Cardiovascular benefits were more pronounced in the SGLT2 inhibitor group, particularly regarding reductions in systolic blood pressure and LDL cholesterol. The EMPA-REG OUTCOME and CANVAS trials previously reported significant reductions in heart failure hospitalization and cardiovascular death with empagliflozin and canagliflozin (12,13). These effects may be due to their mild diuretic action, reduction in arterial stiffness, and favorable modulation of intraglomerular pressure (14). While GLP-1 RAs such as liraglutide also offer cardiovascular protection, the mechanism is likely related to anti-inflammatory and anti-atherogenic properties rather than hemodynamic changes (15).
Our findings further support the complementary roles of these agents in managing T2DM with coexisting cardiovascular risks. Although both drug classes demonstrated beneficial outcomes, individualized therapy based on comorbidities, tolerability, and patient preferences remains crucial. For instance, SGLT2 inhibitors may be preferred in patients with heart failure or chronic kidney disease, whereas GLP-1 RAs may be more suitable for those requiring greater weight reduction and glycemic control.

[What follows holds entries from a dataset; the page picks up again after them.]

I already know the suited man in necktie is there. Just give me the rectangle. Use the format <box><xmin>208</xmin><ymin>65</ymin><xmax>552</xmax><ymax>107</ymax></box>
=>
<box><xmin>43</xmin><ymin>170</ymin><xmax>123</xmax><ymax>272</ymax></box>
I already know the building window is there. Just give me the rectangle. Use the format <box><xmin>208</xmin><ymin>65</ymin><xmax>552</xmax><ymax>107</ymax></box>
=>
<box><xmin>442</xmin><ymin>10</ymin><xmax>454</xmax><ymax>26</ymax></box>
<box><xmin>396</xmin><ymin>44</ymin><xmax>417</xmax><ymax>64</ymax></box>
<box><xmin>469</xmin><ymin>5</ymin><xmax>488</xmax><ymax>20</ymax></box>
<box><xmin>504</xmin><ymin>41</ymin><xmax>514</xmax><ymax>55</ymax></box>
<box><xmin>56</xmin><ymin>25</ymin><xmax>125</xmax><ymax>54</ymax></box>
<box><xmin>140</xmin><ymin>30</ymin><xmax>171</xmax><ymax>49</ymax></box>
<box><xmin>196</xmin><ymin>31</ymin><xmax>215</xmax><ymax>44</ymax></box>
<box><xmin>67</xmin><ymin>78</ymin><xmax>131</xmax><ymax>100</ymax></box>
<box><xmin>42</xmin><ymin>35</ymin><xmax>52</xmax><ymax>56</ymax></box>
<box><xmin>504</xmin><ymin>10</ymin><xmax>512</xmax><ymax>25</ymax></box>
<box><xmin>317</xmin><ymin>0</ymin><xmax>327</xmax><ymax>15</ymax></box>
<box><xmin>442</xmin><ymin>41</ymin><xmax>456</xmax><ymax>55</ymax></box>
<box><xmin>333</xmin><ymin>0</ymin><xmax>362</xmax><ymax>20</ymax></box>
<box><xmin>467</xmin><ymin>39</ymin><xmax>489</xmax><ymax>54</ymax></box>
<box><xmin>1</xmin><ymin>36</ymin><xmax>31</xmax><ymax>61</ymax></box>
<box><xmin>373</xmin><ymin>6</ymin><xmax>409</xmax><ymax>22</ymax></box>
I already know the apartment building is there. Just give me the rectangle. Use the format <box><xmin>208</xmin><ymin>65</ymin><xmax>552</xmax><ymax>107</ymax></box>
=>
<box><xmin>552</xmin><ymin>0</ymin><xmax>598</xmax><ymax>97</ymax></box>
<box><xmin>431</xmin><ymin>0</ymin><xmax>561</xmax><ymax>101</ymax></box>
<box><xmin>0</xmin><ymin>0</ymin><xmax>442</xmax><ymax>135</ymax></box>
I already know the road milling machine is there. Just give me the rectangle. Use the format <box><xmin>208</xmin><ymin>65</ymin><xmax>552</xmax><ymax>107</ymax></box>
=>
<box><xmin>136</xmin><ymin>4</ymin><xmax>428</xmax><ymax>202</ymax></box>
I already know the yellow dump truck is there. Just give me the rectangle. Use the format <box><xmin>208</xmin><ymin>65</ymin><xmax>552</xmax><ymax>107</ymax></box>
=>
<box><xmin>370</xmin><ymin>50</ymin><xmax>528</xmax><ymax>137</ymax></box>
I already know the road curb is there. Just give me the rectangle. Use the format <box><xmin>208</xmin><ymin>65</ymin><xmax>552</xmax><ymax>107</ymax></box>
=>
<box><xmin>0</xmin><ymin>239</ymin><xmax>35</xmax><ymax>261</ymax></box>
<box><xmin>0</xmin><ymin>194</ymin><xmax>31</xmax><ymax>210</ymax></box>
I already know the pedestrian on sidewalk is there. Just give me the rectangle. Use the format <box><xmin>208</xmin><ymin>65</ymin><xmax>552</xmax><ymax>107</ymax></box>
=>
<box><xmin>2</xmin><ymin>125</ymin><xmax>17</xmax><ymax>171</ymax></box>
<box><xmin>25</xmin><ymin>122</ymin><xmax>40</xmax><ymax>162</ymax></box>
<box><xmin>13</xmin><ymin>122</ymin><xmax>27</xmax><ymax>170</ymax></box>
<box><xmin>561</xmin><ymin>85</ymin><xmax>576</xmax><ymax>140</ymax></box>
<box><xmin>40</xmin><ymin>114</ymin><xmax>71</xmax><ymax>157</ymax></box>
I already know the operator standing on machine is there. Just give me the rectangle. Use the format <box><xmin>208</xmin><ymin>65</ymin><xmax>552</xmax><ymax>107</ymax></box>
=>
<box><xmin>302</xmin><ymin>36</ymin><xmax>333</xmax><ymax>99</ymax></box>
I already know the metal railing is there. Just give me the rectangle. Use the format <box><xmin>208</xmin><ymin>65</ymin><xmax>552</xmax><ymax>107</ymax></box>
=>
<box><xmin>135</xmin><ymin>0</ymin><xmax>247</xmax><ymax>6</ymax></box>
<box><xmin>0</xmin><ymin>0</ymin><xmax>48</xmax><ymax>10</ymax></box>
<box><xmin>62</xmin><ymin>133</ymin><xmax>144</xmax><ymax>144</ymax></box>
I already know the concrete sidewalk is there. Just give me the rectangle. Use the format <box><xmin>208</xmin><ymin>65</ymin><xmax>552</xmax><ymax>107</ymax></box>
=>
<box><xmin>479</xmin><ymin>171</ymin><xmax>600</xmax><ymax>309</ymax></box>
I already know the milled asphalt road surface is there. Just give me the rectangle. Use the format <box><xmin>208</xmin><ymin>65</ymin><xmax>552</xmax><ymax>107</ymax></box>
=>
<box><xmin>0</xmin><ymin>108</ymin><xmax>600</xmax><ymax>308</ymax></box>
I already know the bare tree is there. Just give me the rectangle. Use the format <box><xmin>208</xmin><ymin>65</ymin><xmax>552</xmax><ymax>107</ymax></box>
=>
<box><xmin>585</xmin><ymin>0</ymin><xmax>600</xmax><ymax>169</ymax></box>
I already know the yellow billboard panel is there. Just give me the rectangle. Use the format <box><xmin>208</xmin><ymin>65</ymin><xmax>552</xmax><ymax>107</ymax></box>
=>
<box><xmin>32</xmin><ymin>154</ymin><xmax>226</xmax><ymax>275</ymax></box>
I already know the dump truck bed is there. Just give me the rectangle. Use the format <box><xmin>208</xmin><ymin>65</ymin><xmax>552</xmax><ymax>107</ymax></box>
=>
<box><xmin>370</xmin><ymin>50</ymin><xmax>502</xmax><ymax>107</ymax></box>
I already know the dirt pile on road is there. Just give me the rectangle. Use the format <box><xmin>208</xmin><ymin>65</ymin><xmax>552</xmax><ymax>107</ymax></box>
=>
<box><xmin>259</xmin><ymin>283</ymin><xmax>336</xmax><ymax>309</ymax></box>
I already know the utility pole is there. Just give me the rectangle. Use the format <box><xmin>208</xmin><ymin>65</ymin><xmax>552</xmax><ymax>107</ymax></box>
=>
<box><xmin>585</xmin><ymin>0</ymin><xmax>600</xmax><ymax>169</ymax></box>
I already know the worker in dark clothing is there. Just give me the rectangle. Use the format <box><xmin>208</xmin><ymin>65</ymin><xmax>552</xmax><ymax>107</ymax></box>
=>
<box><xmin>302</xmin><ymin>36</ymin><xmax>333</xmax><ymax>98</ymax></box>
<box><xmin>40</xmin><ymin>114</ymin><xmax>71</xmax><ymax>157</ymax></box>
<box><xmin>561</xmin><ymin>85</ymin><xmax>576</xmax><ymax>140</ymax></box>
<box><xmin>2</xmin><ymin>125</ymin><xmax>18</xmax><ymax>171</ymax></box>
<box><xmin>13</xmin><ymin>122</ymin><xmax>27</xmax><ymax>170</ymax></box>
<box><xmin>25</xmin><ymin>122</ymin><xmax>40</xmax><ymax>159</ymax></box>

This study was limited by its relatively short duration, single-center design, and lack of double-blinding, which may introduce bias. Larger, long-term comparative trials are warranted to assess durability of effects, impact on cardiovascular events, and safety profiles in real-world settings.
Both SGLT2 inhibitors and GLP-1 receptor agonists offer significant glycemic and cardiovascular benefits in the management of type 2 diabetes mellitus. While GLP-1 RAs provide superior glycemic control and weight reduction, SGLT2 inhibitors demonstrate stronger effects on blood pressure and cardiovascular protection. Personalized treatment selection based on individual patient profiles remains essential for optimizing outcomes.